Certains jugeant que cette précision avait fait sauter un verrou quant au risque de "dérives" touchant des personnes souffrant de troubles psychiques, dépressifs notamment, le rapporteur général a rappelé que de tels syndromes ne se suffiraient jamais à eux-mêmes pour accéder à l'aide à mourir. "C'est une évidence, ce sont des critères cumulatifs", a fait valoir Olivier Falorni (Les Démocrates), critiquant dans la rédaction antérieure une forme de "redondance" établissant qui plus est "une hiérarchie des souffrances". Et le député de marteler à plusieurs reprises, au regard du pronostic vital engagé des patients éligibles : "Ce sont des gens qui vont mourir. Ils vont mourir !"
"In fine la personne est condamnée, elle le sait, et elle souffre", a abondé René Pilato (La France insoumise), rappelant que le droit à l'aide à mourir ne pouvait s'exercer qu'"à la demande de la personne".
La ministre de la Santé, Stéphanie Rist, s'est en revanche montrée favorable aux amendements d'Annie Vidal (Ensemble pour la République) et de Stéphane Peu (Gauche démocrate et républicaine) visant à revenir à la version votée en première lecture selon laquelle "une souffrance psychologique seule ne peut en aucun cas permettre de bénéficier de l’aide à mourir". Si ces amendements ont été rejetés (70 "Pour", 74 "Contre"), le caractère serré du vote a incité Stéphanie Rist à demander une seconde délibération qui aura lieu mardi prochain, juste avant le vote solennel prévu sur l'ensemble du texte.
Le terme "constante" adossé à la "souffrance physique ou psychologique" a, en revanche, été supprimé par l'adoption d'amendements à l'initiative d'Océane Godard (Socialistes) et de René Pilato (La France insoumise), au nom du caractère "intermittent" de la souffrance, "quand bien même elle peut être réfractaire aux traitements et insupportable pour la personne qui la subit". Le rapporteur général comme la ministre avaient donné un avis favorable à ces amendements. "Vous enlevez les critères un par un", a réagi Théo Bernhardt (Rassemblement national), mettant en cause "la position du gouvernement", et concluant : "On va de dinguerie en dinguerie. Les masques tombent".
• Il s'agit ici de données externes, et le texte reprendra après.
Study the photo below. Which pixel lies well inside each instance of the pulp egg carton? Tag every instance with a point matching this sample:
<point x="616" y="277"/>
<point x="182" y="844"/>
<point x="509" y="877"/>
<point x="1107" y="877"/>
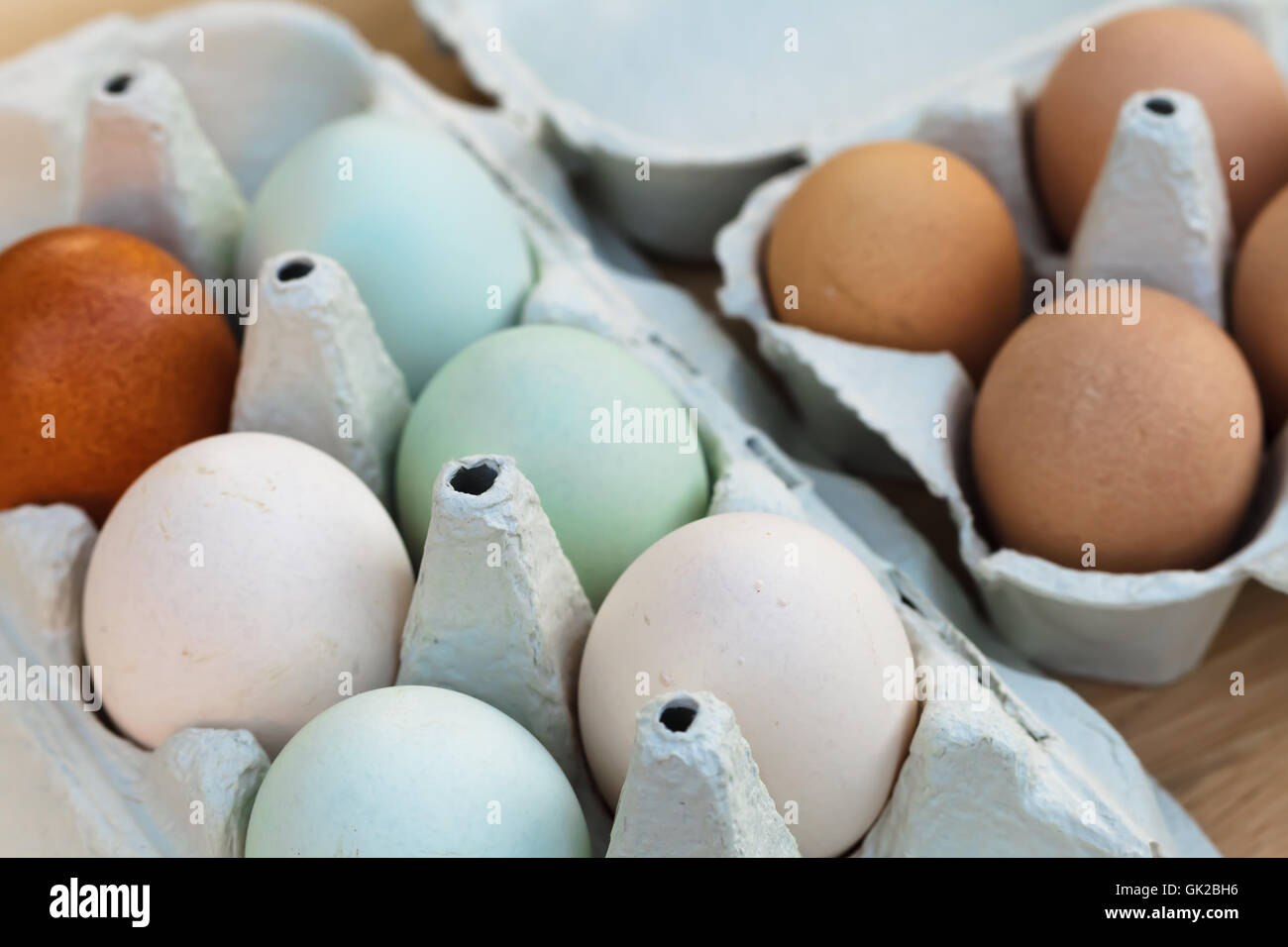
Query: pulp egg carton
<point x="746" y="86"/>
<point x="1158" y="213"/>
<point x="1024" y="767"/>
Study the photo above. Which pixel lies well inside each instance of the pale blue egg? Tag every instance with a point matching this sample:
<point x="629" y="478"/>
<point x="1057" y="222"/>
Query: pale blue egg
<point x="415" y="772"/>
<point x="430" y="241"/>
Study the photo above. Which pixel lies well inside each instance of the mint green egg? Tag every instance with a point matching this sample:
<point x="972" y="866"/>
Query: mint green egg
<point x="432" y="244"/>
<point x="410" y="772"/>
<point x="574" y="410"/>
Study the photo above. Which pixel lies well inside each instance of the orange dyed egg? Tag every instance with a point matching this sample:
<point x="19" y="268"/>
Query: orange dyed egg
<point x="94" y="384"/>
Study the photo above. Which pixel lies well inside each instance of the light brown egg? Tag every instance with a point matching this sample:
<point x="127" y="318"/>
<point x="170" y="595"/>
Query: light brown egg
<point x="1089" y="431"/>
<point x="883" y="252"/>
<point x="1260" y="307"/>
<point x="1202" y="53"/>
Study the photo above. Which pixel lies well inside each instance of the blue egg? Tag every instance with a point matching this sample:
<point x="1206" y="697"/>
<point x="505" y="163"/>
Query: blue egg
<point x="432" y="244"/>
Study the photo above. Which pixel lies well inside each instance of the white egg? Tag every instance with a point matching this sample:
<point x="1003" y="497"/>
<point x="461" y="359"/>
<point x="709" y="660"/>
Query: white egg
<point x="244" y="581"/>
<point x="793" y="631"/>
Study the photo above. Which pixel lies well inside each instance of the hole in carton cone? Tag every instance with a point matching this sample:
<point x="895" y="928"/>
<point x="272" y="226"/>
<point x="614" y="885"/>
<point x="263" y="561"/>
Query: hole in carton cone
<point x="678" y="715"/>
<point x="475" y="480"/>
<point x="295" y="269"/>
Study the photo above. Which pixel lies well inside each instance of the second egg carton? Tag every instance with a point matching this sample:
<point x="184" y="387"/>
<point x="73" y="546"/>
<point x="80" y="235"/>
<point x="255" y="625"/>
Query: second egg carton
<point x="1034" y="772"/>
<point x="909" y="412"/>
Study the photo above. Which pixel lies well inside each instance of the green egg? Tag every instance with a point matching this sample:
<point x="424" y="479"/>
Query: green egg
<point x="612" y="453"/>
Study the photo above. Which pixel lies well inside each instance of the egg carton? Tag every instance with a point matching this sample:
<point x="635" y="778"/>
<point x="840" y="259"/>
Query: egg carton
<point x="1158" y="213"/>
<point x="1056" y="779"/>
<point x="748" y="85"/>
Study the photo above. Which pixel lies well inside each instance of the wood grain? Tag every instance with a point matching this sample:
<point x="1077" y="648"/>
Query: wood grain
<point x="1224" y="757"/>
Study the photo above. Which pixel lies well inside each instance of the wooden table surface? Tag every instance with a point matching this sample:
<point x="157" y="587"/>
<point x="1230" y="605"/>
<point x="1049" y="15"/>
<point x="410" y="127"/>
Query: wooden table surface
<point x="1224" y="757"/>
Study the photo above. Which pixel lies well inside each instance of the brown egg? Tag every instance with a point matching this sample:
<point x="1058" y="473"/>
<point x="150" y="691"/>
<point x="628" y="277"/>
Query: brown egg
<point x="94" y="385"/>
<point x="1260" y="307"/>
<point x="880" y="252"/>
<point x="1089" y="431"/>
<point x="1202" y="53"/>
A l'issue du vote de l'article 4, les cinq critères de l'accès à l'aide à mourir sont ainsi formulés :
- Etre âgé d’au moins dix‑huit ans ;
- Etre de nationalité française ou résider de façon stable et régulière en France ;
- Etre atteint d’une affection grave et incurable, quelle qu’en soit la cause, qui engage le pronostic vital, en phase avancée, caractérisée par l’entrée dans un processus irréversible marqué par l’aggravation de l’état de santé de la personne malade qui affecte sa qualité de vie, ou en phase terminale ;
- Présenter une souffrance physique ou psychologique liée à cette affection, qui est soit réfractaire aux traitements, soit insupportable selon la personne lorsque celle‑ci a choisi de ne pas recevoir ou d’arrêter de recevoir un traitement ;
- Etre apte à manifester sa volonté de façon libre et éclairée.